Appeal from the Circuit Court, Dade County, George E. Holt, J.
Albert D. Hubbard, Henry R. Carr and George B. Everett, Miami, for appellant.
Richard W. Ervin, Atty. Gen., and Reeves Bowen, Asst. Atty. Gen., for appellee.
Appellant was tried for murder in the first degree. He was convicted of murder in the second degree and sentenced to a term of twenty-five years at hard labor in the state penitentiary. We are confronted with an appeal from that judgment.
It is contended that the trial court committed error in permitting the introducduction in evidence of a photograph of the deceased.
There is no merit to this contention. The trial Court inspected the photograph before it was admitted in evidence, there was nothing gruesome or hideous about it to arouse the passion of the jury and if there had been, there was ample evidence beside the photograph to support the conviction. Appellant admitted that he made no effort to avoid the killing and he was not defending his home. There is some contention that he was liquored up and not responsible when he fired the fatal shot, but we find no support for this contention. There was conclusive proof that defendant was guilty, and even if error had been committed in the introduction of evidence, it was harmless. Daugherty v. State, 154 Fla. 308, 17 So.2d 290; Goddard v. State, 143 Fla. 28, 196 So. 596.
It is next contended that the trial court committed error in permitting the jury to separate after the case had been finally submitted to them and before they concluded their deliberation and returned the verdict.
We have examined the record in support of this contention and it does not conclusively show that the jury separated after it retired to consider its verdict. It is shown that they took a recess for lunch and on return proceeded to the jury room, but this does not show a separation. The old rule in capital cases, since replaced by the criminal code, was that separation of the jurors raised a presumption of injury necessary for the state to rebut by proof that the accused suffered no injury from the separation.
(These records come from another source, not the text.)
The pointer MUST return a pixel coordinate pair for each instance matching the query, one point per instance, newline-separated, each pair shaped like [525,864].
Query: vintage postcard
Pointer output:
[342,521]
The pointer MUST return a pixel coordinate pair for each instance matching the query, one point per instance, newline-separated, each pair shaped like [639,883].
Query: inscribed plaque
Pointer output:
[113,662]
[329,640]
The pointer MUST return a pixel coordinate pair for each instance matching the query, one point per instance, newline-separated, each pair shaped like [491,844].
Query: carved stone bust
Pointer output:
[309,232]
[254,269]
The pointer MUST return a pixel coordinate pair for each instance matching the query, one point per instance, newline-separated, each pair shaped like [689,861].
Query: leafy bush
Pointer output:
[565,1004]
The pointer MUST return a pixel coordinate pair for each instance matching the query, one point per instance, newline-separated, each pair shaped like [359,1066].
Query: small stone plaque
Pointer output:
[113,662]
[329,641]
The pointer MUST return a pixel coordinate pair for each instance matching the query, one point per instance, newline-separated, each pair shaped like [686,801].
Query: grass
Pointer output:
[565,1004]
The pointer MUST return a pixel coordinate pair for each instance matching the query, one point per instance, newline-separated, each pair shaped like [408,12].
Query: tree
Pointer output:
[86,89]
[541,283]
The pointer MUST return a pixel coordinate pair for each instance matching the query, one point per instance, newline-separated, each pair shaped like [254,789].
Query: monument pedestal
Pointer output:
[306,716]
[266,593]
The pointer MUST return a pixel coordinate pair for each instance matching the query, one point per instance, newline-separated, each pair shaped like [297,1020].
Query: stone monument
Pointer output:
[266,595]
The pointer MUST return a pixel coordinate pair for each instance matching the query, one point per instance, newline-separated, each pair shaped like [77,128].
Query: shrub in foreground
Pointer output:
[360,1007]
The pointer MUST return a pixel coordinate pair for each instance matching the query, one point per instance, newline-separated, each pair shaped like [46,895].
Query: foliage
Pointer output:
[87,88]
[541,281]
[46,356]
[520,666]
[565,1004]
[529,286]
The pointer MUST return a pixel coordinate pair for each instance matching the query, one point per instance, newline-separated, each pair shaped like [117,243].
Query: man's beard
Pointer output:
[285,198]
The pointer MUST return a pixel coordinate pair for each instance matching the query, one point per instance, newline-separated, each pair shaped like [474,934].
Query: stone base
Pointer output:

Section 920.05, F.S.A. appears to have modified this rule as to both capital and non-capital cases, in that it provides for a new trial in case the jury is separated after retiring to consider their verdict "provided the substantial rights of the defendant have been prejudiced". There is no presumption of injury, so if appellant claims injury, he must prove it.
Appellant has not carried the burden of showing injury so the judgment appealed from must be and is hereby affirmed.
Affirmed.
ROBERTS, MATHEWS, and DREW, JJ., concur.